Alibaba (BABA:NYSE) and Tencent (00700:HKEX) are head-to-head competitors in Chinese Internet sectors: their competition ranges from financial services, e-commerce to cloud services and they both built their own featured ecosystems. Somehow, their ecosystems are exclusive from each other: from corporate strategic investments, one can find that Tencent-invested companies lack Alibaba-side investors and vice versa.

Among the top five cloud services providers in China, China Telecom and Kingsoft Cloud are ‘neutral’ in the Internet world. This identity yields a benefit to them: companies that do not want to be involved in the Alibaba-Tencent game or become competitors to larger entities prefer to choose neutral parties’ cloud services. Displayed on Kingsoft Cloud’s official site, its key clients include Douyin (TikTok’s counterpart in China), Bilibili (BILI:NASDAQ), iQIYI (IQ:NASDAQ), Kingdee (00268:HKEX) and other nameable companies.

Cloud services’ infrastructural development – like data centers, bandwidth and storage facilities – are tremendously costly at the beginning. By looking at the red ink on Kingsoft Cloud’s financials, the company’s infrastructure construction will still be in progress as it stays at the early period of scaling. At the end of 2019, Kingsoft had built around 40 data centers and CDN nodes, with over 7,300 servers. In contrast, Alibaba Cloud has over 2,300 CDN nodes in China and 500 nodes in other regions. The difference in the number of CDN nodes implies the potential growth of Kingsoft Cloud in infrastructural development.

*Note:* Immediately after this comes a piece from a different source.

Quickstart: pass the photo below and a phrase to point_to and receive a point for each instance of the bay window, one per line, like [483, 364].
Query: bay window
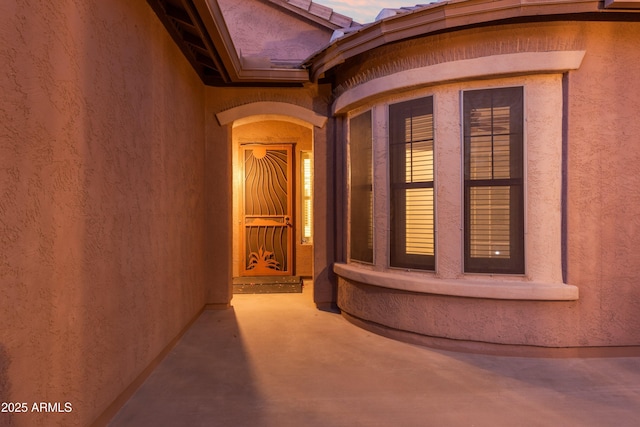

Kingsoft Cloud reported CNY 3.95 billion revenue in 2019, a YOY growth 78%. We expect the growth will be sustained at the same level for the coming year. The first-mover advantage is well-explained in the cloud services sector. Taking AWS as the case, till now, the cloud giant’s revenue as recorded in 2019 grew 37% from 2018; Alibaba Cloud’s revenue in 2019 increased 62% from 2018. Early birds maintain high-speed growth, but latecomers are breaking out: UCloud (688158:SH) grew slower than those in the front. As Alibaba Cloud kept growing at 62% in 2019-2020, UCloud grew at 28% for the reporting period.

Till December 31, 2019, Kingsoft Cloud had 243 premium customers, and each averagely contributed CNY 15.9 million to the company; in 2017, there were only 113 premium accounts and they paid CNY 10.3 million on average for Kingsoft Cloud products and services. Those key clients are responsible for over 97% of the revenue and hence Kingsoft Cloud is driven to develop more premium customers, which will bring the company a notable revenue increase.

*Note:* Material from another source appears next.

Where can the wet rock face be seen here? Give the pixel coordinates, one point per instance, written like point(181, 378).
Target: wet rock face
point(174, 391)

Long bets for the long run

With an IPO price of USD 17 per share in May 2020, Kingsoft Cloud’s stock price was pumped up to more than USD 40 in early July. The company has shown no sign of reaching the breakeven point in the short term, but the overall Chinese market performance affected Chinese companies’ stock performances on the other side of the Pacific – even forming a ‘bull’ market under the pandemic influence.

Nevertheless, COVID-19 changed people’s lives as well as the way they work. Remote working patterns boost the cloud services business – this working style will be a norm in the digital era. Cloud services companies may henceforth record their most anticipated earnings – in the second quarter of the year. Kingsoft Cloud’s performance might have another round of peaks coming.

China is the first country that has started to recover from the pandemic. However, all governments adjusted or say lowered their forecasts on their domestic economy. A ‘bull’ market cannot reflect a real economic downturn. On the contrary, the bubble is here and Kingsoft Cloud is indeed overvalued at the moment, but the confidence in cloud market development can also support an upward slope of growth.